BONTANG : Dalam upaya memperkuat literasi digital di kalangan jurnalis dan masyarakat, PT Pupuk Kalimantan Timur (PKT) bersama Forum Jurnalis Bontang menggelar pelatihan bertajuk “Pelatihan Cek Fakta & Anti Hoaks” di Gedung Kopkar Pupuk Kaltim, Kamis (14/11/2024)
Acara ini merupakan bagian dari rangkaian Pupuk Kaltim Festival Media sekaligus menyambut HUT PKT ke-47 tahun.
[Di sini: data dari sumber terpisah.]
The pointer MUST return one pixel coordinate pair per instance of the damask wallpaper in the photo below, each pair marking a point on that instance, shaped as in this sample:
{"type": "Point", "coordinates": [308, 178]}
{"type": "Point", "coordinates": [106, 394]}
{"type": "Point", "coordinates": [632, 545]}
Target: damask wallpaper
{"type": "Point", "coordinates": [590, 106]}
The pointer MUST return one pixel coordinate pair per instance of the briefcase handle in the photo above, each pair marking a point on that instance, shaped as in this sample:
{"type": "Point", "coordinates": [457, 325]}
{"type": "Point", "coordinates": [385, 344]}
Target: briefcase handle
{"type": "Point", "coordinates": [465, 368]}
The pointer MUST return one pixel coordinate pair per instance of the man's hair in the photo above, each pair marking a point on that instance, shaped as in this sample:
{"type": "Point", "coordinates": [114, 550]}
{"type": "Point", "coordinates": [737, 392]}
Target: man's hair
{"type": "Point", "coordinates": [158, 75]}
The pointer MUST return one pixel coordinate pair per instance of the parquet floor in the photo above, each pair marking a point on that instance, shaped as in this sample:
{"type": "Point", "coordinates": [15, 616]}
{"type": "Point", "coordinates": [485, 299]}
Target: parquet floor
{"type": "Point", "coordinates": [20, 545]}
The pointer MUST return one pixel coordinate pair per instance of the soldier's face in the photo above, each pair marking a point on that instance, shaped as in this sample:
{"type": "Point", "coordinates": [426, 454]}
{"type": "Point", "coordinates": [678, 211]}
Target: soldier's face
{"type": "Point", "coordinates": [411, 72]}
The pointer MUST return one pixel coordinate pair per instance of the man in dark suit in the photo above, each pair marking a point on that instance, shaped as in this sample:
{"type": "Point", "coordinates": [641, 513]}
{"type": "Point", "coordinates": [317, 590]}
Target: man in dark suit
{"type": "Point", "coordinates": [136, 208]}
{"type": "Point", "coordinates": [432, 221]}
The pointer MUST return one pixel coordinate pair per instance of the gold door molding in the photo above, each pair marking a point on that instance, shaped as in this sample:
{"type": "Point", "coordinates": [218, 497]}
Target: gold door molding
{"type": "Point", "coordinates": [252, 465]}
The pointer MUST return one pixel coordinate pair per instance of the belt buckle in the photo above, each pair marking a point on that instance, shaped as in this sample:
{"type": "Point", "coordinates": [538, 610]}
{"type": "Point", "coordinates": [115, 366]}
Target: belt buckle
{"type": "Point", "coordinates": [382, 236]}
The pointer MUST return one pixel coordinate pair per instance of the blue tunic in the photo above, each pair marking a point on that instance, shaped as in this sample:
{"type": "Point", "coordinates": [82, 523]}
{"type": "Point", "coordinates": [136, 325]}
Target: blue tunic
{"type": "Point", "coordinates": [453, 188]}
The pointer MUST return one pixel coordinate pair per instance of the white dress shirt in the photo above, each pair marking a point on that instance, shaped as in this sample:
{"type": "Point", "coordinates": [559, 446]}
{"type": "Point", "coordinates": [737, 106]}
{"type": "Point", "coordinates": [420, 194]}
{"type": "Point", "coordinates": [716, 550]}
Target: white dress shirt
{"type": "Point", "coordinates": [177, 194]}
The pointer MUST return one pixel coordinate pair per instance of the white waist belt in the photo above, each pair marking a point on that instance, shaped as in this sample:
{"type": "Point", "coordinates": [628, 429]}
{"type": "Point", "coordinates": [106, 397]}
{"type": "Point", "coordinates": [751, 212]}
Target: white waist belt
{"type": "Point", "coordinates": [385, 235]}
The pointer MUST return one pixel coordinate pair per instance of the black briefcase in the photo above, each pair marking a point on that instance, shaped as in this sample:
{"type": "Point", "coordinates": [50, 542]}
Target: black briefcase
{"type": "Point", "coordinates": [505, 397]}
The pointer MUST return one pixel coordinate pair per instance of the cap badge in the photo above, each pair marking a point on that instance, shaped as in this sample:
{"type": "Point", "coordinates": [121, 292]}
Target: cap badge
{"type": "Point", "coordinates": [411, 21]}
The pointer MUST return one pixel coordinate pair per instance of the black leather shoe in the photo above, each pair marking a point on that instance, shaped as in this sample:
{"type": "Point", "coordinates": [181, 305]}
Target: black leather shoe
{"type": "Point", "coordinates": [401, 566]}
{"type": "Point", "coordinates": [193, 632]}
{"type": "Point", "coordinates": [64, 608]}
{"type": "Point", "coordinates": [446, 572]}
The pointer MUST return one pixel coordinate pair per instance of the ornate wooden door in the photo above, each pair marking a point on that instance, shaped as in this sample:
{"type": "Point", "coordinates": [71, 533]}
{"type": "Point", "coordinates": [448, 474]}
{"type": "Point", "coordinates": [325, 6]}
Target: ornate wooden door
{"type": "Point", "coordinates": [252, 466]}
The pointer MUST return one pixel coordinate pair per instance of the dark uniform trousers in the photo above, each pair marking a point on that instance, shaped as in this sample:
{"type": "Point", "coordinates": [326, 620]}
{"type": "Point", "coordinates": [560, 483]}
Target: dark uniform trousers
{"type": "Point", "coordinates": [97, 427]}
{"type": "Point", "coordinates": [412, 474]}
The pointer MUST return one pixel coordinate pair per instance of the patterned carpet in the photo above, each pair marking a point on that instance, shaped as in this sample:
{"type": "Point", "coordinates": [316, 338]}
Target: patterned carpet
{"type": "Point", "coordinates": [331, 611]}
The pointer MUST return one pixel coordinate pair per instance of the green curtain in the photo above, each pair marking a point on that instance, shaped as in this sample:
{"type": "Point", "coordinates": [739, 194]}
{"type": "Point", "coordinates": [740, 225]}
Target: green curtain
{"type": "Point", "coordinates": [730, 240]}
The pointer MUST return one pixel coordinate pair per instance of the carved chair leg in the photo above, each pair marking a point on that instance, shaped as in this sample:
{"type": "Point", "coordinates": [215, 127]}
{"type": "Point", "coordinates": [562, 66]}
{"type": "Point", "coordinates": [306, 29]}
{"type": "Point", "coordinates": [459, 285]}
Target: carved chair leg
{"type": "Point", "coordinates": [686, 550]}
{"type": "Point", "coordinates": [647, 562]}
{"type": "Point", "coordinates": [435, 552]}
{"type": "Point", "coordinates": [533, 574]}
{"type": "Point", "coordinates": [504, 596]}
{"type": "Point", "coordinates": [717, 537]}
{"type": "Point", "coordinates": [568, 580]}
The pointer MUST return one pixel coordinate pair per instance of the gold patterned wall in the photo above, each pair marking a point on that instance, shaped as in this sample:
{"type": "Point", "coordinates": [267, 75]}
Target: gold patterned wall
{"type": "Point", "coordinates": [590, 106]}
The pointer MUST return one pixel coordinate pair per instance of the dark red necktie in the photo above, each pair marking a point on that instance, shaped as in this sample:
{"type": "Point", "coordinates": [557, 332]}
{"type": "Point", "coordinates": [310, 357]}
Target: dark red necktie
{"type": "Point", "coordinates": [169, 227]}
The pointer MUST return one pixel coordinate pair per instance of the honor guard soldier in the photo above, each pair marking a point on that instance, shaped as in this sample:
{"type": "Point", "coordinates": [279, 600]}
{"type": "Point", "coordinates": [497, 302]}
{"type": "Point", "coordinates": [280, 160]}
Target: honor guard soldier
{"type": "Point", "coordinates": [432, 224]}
Bertujuan membekali peserta dengan keterampilan dalam memerangi hoaks di era digital, terutama menjelang Pemilu 2024 yang rawan disinformasi.
Narasumber utama dalam pelatihan ini, Siti Suhada dari Masyarakat Anti Fitnah Indonesia (Mafindo), memaparkan sejumlah materi penting terkait verifikasi informasi dan upaya menangkal hoaks.
Ia menyampaikan berbagai materi penting, di antaranya memperkenalkan Masyarakat Anti Fitnah Indonesia (Mafindo), organisasi pemeriksa fakta pertama di Indonesia yang didirikan pada 2016. Organisasi ini memiliki tujuan untuk memerangi hoaks dan meningkatkan literasi digital masyarakat.
“Mafindo berdiri dengan visi mewujudkan dunia media sosial Indonesia yang positif dan bebas dari fitnah, hasut, dan hoaks. Kami juga ingin mendorong masyarakat berpikir lebih kritis,” ujar Siti.
Mafindo kini telah berkembang pesat dengan lebih dari 20 profesional dan 1.000 relawan di 42 kota di seluruh Indonesia, menjalin kerja sama dengan lebih dari 26 media dalam upaya kolaboratif fact-checking.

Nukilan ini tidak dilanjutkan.